The Oak Park Billboard, which is part of a state-sponsored advertising campaign, features Wimbley’s husband as the model. The representation of dark-skinned Black men is important when there have been many incidents of people dying in the media.

The billboard reinforces, “This notion of a Black man living,” said Wimbley.

“It’s really important to bring humanization to the representation of Black people in media. And focus on producing an agency, and empowerment,” she said.

Wimbley’s Masking Series was inspired by the tradition of masquerade which is celebrated in many cultures across Africa. The art series features a still photo of a face with a mask modeled by her husband and a multimedia image with a mask reflecting different visuals.

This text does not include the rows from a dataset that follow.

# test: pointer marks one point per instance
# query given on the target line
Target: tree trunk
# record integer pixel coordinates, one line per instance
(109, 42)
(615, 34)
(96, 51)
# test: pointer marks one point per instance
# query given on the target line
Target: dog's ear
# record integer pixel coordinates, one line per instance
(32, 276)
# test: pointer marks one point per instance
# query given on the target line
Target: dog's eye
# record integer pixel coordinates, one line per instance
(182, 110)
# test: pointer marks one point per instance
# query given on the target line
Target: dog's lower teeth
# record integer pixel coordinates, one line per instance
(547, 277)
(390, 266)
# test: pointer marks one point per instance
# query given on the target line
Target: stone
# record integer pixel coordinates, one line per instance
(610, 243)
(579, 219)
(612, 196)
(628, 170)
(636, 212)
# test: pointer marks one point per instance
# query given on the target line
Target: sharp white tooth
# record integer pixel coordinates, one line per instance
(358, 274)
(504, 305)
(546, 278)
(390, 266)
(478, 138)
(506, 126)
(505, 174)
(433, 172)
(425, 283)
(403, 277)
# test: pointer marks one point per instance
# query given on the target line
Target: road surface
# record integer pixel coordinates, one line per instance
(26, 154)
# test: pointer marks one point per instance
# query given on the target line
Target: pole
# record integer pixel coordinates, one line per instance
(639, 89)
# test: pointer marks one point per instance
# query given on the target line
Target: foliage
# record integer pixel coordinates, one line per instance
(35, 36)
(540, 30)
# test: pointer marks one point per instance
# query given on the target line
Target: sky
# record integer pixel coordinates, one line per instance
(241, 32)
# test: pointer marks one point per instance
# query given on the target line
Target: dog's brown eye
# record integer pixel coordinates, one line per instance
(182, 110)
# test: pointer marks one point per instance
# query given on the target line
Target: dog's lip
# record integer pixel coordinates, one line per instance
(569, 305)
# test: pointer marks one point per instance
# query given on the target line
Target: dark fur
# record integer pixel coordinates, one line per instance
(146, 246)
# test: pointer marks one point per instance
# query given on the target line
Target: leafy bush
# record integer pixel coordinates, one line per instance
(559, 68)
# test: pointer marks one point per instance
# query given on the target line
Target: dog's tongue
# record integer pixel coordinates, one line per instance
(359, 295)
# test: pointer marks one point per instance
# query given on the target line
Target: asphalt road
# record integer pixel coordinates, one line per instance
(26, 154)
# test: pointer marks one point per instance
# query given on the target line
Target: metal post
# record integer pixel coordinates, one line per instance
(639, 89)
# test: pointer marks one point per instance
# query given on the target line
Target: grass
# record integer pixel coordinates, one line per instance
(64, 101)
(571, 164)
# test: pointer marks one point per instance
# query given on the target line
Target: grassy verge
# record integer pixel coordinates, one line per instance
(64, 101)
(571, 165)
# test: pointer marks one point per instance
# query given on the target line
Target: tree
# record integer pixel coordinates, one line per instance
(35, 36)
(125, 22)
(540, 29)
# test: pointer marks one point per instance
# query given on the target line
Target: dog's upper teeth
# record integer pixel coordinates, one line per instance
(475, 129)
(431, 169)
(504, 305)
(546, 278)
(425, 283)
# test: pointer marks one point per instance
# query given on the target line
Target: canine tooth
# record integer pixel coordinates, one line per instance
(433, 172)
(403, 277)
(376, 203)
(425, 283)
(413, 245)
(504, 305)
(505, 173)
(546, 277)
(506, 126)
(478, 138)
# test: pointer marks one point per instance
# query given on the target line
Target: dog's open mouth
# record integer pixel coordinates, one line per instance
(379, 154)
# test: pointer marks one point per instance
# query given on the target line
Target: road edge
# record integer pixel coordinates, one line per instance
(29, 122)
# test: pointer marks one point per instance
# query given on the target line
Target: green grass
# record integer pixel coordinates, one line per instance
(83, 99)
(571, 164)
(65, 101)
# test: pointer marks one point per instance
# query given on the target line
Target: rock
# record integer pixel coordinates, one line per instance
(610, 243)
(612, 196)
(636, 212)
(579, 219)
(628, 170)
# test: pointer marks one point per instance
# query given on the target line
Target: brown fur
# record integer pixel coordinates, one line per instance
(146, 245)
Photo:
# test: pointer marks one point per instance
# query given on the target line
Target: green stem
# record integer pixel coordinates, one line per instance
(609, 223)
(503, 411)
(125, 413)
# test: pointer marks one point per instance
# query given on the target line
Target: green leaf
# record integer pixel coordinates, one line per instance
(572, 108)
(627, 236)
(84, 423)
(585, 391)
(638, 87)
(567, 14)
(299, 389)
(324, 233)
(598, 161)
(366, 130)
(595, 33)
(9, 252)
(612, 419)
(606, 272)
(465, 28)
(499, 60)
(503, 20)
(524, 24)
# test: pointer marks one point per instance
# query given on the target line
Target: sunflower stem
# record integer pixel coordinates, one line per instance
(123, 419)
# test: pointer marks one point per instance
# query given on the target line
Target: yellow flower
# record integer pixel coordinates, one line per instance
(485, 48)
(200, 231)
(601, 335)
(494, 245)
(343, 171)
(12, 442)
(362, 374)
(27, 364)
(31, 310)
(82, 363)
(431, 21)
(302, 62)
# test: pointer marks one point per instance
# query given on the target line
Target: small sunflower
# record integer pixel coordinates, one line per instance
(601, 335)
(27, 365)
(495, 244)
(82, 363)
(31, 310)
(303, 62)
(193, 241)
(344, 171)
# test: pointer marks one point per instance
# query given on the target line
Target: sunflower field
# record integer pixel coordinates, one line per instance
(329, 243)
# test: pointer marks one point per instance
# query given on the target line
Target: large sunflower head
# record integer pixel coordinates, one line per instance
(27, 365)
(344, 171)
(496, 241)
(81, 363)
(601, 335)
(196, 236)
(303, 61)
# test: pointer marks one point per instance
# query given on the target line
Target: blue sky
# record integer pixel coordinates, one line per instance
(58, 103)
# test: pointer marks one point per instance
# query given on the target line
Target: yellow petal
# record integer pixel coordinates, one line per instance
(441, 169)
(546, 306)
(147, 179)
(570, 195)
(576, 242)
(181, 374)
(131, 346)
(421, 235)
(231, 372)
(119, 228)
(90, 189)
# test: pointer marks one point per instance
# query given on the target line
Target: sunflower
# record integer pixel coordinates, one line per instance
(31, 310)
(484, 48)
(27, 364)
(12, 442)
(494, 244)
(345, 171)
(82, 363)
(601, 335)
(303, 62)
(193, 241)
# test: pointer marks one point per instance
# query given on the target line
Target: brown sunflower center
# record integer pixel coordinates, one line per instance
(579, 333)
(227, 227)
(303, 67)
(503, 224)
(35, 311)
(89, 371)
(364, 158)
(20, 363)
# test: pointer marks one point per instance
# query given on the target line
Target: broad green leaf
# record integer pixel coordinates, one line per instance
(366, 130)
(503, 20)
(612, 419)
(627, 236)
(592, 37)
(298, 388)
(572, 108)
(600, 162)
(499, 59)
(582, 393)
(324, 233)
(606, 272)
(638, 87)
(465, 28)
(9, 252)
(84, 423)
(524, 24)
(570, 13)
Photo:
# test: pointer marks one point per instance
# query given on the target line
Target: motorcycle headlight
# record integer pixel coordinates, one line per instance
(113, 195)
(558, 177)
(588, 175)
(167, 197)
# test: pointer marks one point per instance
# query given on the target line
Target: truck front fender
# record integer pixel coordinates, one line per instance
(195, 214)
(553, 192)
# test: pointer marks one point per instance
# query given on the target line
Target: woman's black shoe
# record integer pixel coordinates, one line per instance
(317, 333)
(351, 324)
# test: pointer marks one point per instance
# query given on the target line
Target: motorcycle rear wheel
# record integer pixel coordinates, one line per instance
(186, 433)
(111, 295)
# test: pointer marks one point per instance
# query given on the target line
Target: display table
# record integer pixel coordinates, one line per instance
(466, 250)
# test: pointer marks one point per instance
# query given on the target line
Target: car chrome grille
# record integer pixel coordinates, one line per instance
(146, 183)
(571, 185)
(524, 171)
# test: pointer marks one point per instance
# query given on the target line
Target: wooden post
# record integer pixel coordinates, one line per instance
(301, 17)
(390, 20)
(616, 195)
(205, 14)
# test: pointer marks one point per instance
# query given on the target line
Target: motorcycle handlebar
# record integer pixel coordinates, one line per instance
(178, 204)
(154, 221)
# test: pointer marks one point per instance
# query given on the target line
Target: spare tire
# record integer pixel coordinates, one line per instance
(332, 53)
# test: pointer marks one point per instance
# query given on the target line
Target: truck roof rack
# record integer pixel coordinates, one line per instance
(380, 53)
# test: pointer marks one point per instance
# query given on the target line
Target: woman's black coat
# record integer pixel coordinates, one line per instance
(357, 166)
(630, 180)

“The storytelling communicates the important occurrences within the community, I was reflecting on wearing a mask within the masquerade culture and the transformative nature of both putting on a mask and wearing one,” said Wimbley.

Wimbley also wanted to humanize Black and Brown people who were disproportionately impacted by COVID-19. The added stress of police brutality resulting in the death of African Americans nationwide also inspired Wimbley to show that Black people have agency in their own lives.

Through her art, Wimbley said that she wants Black people, “to be in a place of empowerment, versus, a space of trauma.”

“We are a part of an interconnected story and part of each other’s stories. We have agency in how we move forward, and we can write, claim, and develop what that next phase looks like,” said Wimbley.

The symbolism of the images presented on the Oak Park billboard and the digital display at Arden Fair Mall highlight different codes that have inspired social justice movements throughout the nation. On the billboard, the model is wearing a mask with coded patterns promoting vaccinations and several rings, one with Harriet Tubman.

Tatiana Ortiz-Rubio

In her ‘Stop the Spread’ mural located at Bread & Salt Gallery in Chicano Park,

Mexican-American visual artist Ortiz-Rubio used the image of a Latina woman to raise awareness on COVID-19 safety precautions in her community.

According to national data, Latinos make up about 30 % of San Diego’s population. They were disproportionately affected by COVID-19 because a disproportionate number are essential workers or undocumented people.

“This is truly a message for anyone in the world because a pandemic has affected us all. But it hasn’t affected us equally,” said Ortiz-Rubio.

“In the United States, minorities have been affected because of their race and economic status,” she said.

Muralism was a social movement which helped foster systematic change in Mexico. Ortiz-Rubio said that the Black Lives Movement also inspired her to challenge racism and inequality through her artwork.

“It speaks to everyone, and the fact that it is a Latin American woman speaking to anyone, is also important because usually generalized images are of a White person,” she said.

Being a woman is an integral part of Ortiz-Rubio’s experience creating the mural. She recalled young girls and their mothers witnessing her paint the mural from their backyards which reaffirmed her desire to use a Latina as the centerpiece of her mural.

“It’s very empowering to be celebrated,” said Ortiz-Rubio.

“This will be a message that will take that stigma away,” she said.

The visual artist said that she wants Latin Americans to be represented and celebrated in her art especially when they are the target audience.

California Black Media’s coverage of COVID-19 is supported by the California Health Care Foundation.